Jews, Germans and US soldiers: Davos's strange World War II history

Sunlight falls on a snow-covered mountain on day three of the World Economic Forum (WEF) in Davos, Switzerland, on Thursday, Jan. 24, 2019.


By RUBY MELLEN | The Washington Post | Published: January 25, 2019

Each year in Davos, Switzerland, world leaders, corporate titans, celebrities and other members of the global elite gather for a week of glitzy discussions on the state of the world. But during World War II, long before the modern confab started in 1971, the city of Davos gathered together a surreal collection of residents that included Nazis, Jews and downed U.S. military pilots.

Beginning in the 18th century, Davos and its supposedly healing mountain air drew scores of consumption patients to sanitariums for treatment. Patients ate five meals and guzzled two liters of milk each day, went for walks and sunned themselves on balconies.
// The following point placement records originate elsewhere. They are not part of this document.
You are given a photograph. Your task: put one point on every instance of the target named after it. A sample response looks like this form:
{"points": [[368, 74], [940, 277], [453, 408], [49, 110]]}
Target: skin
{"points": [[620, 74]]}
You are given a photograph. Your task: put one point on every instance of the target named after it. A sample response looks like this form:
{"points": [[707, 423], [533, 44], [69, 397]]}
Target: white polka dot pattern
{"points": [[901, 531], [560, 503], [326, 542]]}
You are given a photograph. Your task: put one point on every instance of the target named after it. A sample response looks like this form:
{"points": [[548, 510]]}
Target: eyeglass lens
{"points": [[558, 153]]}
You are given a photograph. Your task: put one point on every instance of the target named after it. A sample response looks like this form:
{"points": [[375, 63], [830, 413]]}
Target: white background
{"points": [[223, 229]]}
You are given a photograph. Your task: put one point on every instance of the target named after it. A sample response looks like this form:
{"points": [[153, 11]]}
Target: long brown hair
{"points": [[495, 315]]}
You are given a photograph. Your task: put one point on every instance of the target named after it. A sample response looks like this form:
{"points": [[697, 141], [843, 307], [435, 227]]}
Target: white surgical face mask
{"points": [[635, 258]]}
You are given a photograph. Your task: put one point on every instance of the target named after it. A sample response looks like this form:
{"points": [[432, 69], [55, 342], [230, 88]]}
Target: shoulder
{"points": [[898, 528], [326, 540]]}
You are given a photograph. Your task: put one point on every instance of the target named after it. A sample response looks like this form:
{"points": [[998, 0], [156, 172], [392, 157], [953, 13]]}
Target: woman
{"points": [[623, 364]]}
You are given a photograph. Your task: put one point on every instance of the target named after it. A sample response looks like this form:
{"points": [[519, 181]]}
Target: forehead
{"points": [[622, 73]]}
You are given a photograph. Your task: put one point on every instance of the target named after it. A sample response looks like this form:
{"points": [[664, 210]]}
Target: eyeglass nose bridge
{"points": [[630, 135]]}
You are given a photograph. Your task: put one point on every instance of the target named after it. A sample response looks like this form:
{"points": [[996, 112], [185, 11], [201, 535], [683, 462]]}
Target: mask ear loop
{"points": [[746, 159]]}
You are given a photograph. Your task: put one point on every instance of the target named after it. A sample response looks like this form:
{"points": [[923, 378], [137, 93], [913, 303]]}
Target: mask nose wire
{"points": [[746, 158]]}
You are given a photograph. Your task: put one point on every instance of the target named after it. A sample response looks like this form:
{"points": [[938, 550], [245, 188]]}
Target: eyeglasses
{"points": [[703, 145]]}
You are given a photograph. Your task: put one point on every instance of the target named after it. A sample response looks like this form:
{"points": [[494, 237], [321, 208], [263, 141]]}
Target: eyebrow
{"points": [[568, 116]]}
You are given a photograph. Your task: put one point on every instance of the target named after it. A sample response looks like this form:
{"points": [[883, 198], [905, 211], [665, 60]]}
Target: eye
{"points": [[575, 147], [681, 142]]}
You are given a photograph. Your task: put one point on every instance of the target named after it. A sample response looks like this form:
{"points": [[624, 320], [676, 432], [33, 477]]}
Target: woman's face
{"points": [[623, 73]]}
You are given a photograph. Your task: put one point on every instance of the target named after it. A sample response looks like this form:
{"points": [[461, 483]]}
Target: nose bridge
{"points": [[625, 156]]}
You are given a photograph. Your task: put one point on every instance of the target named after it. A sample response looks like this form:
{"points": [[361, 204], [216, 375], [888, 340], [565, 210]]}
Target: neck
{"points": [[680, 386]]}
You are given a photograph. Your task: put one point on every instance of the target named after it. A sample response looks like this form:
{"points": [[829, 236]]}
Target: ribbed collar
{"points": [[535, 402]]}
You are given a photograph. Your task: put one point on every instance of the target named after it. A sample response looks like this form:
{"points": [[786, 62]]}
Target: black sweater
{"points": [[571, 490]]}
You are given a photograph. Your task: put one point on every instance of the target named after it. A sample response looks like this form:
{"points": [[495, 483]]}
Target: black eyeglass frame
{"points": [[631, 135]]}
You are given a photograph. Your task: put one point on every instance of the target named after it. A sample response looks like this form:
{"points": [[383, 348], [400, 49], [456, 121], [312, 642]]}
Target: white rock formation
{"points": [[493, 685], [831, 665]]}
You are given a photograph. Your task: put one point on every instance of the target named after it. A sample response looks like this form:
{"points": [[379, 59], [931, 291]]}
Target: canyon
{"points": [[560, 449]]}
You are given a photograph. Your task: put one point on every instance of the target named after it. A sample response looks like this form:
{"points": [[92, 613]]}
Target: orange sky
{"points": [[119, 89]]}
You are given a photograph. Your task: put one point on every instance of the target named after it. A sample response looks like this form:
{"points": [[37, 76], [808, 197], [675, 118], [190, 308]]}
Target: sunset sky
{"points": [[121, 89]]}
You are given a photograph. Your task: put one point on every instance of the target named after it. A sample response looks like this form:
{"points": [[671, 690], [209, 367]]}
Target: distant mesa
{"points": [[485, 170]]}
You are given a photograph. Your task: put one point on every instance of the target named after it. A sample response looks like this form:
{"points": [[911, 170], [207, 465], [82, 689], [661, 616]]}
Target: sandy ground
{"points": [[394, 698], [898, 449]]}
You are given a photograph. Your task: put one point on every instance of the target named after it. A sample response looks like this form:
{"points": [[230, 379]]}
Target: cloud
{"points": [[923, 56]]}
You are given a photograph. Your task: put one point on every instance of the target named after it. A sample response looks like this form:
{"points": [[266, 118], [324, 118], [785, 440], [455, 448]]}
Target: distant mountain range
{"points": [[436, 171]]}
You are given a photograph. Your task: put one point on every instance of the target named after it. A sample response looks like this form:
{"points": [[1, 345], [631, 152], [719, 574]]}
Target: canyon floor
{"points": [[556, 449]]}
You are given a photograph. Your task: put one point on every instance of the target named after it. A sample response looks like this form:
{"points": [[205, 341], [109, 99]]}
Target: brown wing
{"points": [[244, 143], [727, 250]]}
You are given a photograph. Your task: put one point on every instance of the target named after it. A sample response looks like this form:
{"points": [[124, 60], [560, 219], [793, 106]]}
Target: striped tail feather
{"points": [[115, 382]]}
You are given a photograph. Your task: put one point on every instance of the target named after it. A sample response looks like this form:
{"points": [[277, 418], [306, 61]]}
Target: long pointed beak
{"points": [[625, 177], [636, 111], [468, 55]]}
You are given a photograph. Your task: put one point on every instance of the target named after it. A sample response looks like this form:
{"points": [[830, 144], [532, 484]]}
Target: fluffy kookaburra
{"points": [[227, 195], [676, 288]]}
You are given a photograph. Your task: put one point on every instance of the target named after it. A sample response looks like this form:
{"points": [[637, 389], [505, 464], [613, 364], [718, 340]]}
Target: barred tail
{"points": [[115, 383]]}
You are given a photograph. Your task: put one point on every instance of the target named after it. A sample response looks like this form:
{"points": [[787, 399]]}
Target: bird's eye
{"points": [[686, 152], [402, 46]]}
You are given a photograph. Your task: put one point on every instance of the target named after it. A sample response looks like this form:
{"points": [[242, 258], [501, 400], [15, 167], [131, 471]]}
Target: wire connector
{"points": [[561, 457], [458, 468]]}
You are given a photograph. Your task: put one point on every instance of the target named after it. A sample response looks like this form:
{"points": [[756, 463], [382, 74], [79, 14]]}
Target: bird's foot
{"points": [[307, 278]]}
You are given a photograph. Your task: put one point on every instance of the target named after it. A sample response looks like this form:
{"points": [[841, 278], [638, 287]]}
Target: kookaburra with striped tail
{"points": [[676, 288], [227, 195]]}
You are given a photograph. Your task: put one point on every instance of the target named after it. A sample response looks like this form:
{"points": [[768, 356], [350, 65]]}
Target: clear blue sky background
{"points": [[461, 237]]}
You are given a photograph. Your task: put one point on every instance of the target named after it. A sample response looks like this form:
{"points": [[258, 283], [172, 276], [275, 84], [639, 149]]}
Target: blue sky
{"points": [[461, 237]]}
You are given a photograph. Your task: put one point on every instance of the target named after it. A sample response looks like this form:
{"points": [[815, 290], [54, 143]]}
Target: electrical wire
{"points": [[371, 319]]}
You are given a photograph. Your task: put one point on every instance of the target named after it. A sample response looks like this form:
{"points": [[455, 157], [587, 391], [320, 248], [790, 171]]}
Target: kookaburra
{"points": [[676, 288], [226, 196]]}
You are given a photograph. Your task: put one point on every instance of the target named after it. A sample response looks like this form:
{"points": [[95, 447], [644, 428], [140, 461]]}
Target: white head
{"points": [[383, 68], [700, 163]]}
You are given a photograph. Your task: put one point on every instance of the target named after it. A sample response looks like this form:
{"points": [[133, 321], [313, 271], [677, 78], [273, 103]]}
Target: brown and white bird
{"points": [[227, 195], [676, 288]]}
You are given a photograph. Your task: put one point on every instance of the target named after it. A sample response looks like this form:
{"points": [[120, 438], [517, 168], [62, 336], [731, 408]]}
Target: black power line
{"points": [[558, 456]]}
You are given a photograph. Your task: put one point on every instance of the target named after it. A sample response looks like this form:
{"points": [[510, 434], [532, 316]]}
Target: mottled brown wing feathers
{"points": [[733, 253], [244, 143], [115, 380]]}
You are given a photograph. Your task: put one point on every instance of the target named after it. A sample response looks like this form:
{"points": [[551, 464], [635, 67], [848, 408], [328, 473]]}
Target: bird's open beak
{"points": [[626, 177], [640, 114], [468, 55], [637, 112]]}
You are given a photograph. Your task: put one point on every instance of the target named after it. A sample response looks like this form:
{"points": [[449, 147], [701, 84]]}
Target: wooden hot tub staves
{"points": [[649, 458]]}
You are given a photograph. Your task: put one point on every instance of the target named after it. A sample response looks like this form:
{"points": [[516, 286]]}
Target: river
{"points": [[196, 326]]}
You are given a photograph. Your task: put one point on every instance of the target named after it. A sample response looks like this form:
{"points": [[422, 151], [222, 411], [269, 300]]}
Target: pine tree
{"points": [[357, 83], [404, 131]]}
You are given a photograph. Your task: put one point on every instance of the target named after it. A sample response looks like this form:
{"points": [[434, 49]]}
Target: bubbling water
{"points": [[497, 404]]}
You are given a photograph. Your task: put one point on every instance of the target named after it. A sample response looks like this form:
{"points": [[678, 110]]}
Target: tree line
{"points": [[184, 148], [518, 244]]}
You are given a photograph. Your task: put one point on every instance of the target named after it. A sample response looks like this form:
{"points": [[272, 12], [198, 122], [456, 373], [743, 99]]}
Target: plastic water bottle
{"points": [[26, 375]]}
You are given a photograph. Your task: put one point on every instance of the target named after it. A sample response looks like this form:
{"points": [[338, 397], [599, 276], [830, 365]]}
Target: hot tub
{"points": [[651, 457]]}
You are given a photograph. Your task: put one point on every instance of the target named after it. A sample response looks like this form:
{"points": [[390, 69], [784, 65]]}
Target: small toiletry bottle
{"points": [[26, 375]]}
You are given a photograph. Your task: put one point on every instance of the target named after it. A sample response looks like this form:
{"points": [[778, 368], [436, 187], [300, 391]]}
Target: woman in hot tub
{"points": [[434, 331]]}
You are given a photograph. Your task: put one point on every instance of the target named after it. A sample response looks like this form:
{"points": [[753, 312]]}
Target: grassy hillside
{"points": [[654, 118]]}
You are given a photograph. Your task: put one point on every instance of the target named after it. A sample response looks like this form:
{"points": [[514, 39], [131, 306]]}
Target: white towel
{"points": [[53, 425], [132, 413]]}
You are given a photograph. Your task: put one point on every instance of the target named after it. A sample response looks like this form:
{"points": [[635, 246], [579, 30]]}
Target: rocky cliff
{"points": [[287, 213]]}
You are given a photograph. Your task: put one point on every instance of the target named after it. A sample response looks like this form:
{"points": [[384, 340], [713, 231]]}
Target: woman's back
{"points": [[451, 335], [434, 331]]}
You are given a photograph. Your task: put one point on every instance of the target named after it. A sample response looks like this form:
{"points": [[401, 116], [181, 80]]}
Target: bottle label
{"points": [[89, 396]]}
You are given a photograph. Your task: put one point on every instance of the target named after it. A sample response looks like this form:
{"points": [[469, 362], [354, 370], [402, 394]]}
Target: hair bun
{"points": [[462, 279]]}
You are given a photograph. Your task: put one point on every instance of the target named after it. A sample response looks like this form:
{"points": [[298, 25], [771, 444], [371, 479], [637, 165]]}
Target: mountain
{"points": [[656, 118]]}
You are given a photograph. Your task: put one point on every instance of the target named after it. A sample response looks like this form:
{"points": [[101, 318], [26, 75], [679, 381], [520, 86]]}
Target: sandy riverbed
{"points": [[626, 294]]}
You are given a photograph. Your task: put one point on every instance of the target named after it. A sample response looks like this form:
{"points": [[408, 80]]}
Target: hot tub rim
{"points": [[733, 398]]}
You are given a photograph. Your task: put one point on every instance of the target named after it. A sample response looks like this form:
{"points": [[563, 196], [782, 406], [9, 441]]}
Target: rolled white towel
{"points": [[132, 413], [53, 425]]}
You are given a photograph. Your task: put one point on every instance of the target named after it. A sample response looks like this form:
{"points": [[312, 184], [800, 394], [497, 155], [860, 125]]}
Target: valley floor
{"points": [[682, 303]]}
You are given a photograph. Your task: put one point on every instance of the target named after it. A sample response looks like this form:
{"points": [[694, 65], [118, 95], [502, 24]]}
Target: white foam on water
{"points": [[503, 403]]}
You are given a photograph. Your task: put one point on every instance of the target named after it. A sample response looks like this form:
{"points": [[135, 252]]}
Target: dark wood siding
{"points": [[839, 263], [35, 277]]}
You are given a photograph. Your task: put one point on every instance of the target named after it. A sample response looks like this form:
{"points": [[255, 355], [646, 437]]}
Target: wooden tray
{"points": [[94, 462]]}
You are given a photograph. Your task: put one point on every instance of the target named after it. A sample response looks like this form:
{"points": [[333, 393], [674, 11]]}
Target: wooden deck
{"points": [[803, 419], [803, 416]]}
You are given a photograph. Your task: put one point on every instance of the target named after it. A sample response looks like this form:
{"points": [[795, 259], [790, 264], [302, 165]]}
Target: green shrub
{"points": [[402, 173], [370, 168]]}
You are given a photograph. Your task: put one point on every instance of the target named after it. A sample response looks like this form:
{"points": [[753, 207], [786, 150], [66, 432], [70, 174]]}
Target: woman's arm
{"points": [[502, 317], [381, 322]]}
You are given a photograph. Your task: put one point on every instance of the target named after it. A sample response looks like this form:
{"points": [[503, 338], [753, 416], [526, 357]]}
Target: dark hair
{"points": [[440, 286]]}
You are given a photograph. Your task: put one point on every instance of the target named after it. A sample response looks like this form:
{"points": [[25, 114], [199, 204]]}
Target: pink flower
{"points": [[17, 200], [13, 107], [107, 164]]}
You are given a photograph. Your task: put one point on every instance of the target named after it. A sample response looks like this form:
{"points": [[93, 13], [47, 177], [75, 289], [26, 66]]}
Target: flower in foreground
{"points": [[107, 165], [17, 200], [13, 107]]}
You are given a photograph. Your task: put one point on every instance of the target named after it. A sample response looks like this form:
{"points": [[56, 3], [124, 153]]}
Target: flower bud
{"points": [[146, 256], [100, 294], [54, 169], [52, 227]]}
"In the early 1920s it was the melting pot of old noble families, the rich upper class, sick dandies and millionaires from all over the old world," said Tobias Engelsing, director of the Rosengarten Museums of Konstanz in Germany.

But, as Engelsing wrote in 2007, things took a darker turn in the 1930s. Germany established a Nazi headquarters in Davos, led by a fanatical follower of Hitler named Wilhelm Gustloff. Gustloff used coercion to convince many newly arrived Germans to become members of the party.

Gustloff was assassinated in 1936 by a Jewish medical student, David Frankfurter. And while Nazi activity in the town died down a bit when the war began and Switzerland declared itself neutral, some of the 1,500 Germans living in the town of 10,000 were probably affiliated with the party, according to Timotheos Nilsson, director of Dokumentationsbibliothek Davos, the town's archival library.

Even so, nestled among the dozens of sanitariums that dotted the town's mountains was Etania, a clinic for ailing Jews that even had its own synagogue and Jewish cemetery. Founded in the early 1920s, the center stayed open through the war years and into the early 2000s.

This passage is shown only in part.